A crest of the Federal Bureau of Investigation is seen August 3, 2007, inside the J. Edgar Hoover FBI Building in Washington, DC
A crest of the Federal Bureau of Investigation is seen August 3, 2007 inside the J. Edgar Hoover FBI Building in Washington, DC.

A New York man accused of being a "global banker to criminals" pleaded guilty in a Manhattan court Thursday in connection with a $6 billion money laundering scam.

US authorities describe the case as the largest ever international money laundering prosecution which targeted a Costa Rica-based digital currency operator.

Vladimir Kats, 41, who was arrested in May and originally pled not guilty, reversed his plea before US District Judge Denise Cote.

He confessed to money laundering and operating an unlicensed money transmitting business.

Kats allegedly helped set up and run Liberty Reserve, which handled huge amounts of money outside the control of governments and is charged with running a $6 billion money laundering racket between 2006 and 2013.

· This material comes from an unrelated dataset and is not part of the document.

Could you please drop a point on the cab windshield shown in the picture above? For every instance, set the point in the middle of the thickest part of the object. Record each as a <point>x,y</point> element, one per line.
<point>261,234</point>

Six other people who worked at Liberty Reserve are also been charged with conspiracy to commit money laundering, conspiracy to operate an unlicensed money transmitting business, and operation of an unlicensed money transmitting business.

Kats, a US citizen, is also accused of receiving and distributing child pornography and of having a sham wedding in 2002 to help his bride fraudulently obtain US citizenship.

U.S. Attorney for the Southern District of New York Preet Bharara speaks on July 25, 2013 in New York
U.S. Attorney for the Southern District of New York Preet Bharara speaks on July 25, 2013 in New York.

Manhattan US Attorney Preet Bharara welcomed his plea.

"With his guilty plea today, we take a significant step toward punishing those responsible for creating and running this international den of cybercrime," he said.

Five of the seven were arrested in May in Costa Rica, Spain and New York, sealing the fate of a company that had been one of the most successful in the popular but increasingly scrutinized world of unofficial banking and virtual currencies.

The other two suspects remain at large.

The probe involved law enforcement in 17 countries and "is believed to be the largest money laundering prosecution in history," prosecutors have said.

Authorities say that when Liberty Reserve realized it was under investigation, it made a show of shutting down, yet continued to operate behind an array of shell companies in Australia, China, Cyprus, Hong Kong, Morocco, Russia and Spain.